With a repayment mortgage product you have the assurance that your house will be fully reimbursed at the end of the mortgage. However, at the beginning of your mortgage the greater part of your monthly repayments will be payment of interest rather than capital repayment. If your plan is to move place of residence regulary or re-mortgage to get more flexibility, you could find that little of the capital gets paid off.
With an interest-only mortgage loan, if your investment plans perform well, you can reimburse the principal quicker than expected, reducing the duration of mortgage and as a benefit, reducing the amount of interest paid to the lender. Before reaching a decision about the kind of mortgage which is the most suitable for you, we recommend that you speak to a fully qualified mortgage advisor.
What amount can we borrow from a mortgage company?
In spite of the fact that there are no exact definitions as to what ceiling a mortgage lender is ready to lend, in general if you want to buy a property as your main place of residence, mortgage providers could offer you a mortgage around a maximum of 5 times your joint gross annual revenue, based on your individual situation, such as employment status, your current level of debt ,etc…
Before you sign up to an agreement to borrow money you are advised to make your budget outlining your income and your monthly spending such as gas and electricity bills, telephone bills, transport costs, ongoing, personal loan repayments and any other costs you have every month.
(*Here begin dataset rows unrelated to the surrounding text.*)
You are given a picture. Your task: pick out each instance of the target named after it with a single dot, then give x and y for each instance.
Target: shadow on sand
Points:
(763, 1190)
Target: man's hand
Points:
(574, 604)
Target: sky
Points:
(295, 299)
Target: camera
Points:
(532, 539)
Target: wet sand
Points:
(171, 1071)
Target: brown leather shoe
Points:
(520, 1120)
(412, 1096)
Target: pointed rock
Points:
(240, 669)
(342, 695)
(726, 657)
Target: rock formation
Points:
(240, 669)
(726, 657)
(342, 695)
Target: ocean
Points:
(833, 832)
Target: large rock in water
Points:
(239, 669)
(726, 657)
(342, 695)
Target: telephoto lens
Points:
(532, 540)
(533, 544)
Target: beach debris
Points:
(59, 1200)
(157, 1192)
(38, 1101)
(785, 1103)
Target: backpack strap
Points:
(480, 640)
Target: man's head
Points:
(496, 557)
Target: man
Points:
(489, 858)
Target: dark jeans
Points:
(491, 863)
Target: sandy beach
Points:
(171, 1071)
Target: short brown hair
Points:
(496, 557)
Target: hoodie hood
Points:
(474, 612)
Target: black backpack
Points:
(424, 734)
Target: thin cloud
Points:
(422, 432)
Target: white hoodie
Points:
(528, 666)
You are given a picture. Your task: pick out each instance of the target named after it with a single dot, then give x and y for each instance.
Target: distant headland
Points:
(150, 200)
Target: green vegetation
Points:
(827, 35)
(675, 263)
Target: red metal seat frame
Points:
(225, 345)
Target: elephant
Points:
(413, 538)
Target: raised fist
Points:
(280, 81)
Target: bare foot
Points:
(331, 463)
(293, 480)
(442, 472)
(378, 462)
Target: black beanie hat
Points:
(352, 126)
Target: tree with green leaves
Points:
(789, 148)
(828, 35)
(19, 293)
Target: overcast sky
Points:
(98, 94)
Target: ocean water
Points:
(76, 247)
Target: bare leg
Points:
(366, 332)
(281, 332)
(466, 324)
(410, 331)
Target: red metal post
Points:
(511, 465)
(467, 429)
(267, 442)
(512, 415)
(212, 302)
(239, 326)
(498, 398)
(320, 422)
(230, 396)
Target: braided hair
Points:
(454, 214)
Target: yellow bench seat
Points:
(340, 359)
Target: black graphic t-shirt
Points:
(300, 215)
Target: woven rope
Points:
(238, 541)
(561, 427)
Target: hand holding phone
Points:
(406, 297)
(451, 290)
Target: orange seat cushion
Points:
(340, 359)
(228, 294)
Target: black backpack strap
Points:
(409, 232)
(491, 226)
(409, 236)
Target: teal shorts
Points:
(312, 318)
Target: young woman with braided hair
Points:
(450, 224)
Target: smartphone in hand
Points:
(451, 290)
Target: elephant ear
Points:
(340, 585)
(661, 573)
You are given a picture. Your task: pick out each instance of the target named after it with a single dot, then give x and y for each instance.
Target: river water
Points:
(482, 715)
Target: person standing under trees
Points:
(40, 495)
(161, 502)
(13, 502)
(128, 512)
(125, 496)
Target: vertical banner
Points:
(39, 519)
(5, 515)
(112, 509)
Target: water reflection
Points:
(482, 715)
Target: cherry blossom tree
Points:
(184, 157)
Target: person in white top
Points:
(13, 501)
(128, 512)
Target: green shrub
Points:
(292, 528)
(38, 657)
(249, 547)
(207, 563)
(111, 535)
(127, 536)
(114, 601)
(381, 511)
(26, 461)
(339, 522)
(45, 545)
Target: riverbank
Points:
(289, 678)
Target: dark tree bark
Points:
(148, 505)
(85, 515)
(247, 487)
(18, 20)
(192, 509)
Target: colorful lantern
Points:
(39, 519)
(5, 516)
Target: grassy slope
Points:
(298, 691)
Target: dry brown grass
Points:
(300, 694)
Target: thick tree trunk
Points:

As part of this account for the cost of a new home (including different utility bills and council tax). Don't forget to include insurance costs in your calculation life insurance or repayment protection. Your accounts will give you a reasonable idea of how much you might be able to really afford
What amount of mortgage deposit do I need?
Often building societies will offer you no more than 90% of the purchase value of the property, meaning you will be required to provide a ten percent deposit. Nevertheless some mortgage lenders will offer you a 100% mortgage but this sort of loan is less advantageous and is in some ways an expensive method to get a mortgage. A decent deposit of above 25%, will give you a bigger variety of mortgage opportunities with the most attractive interest rates
Getting a mortgage loan with a low credit history
A small group of mortgage lenders provide lending for applicants disadvantaged by a adverse credit history (CCJs, defaults) These mortgage lenders are called subprime lenders. They will review any impaired credit mortgage application (CCJs, defaults, arrears). Based on the bigger level of risk with providing a loan to people with adverse credit, these sub prime lenders request an elevated interest rate on the loan.
With an impaired credit record (arrears, ccj's) you must consider cautiously about the expense of applying for a sub-prime mortgage loan. You need a superior level of deposit of in some cases 25% or more.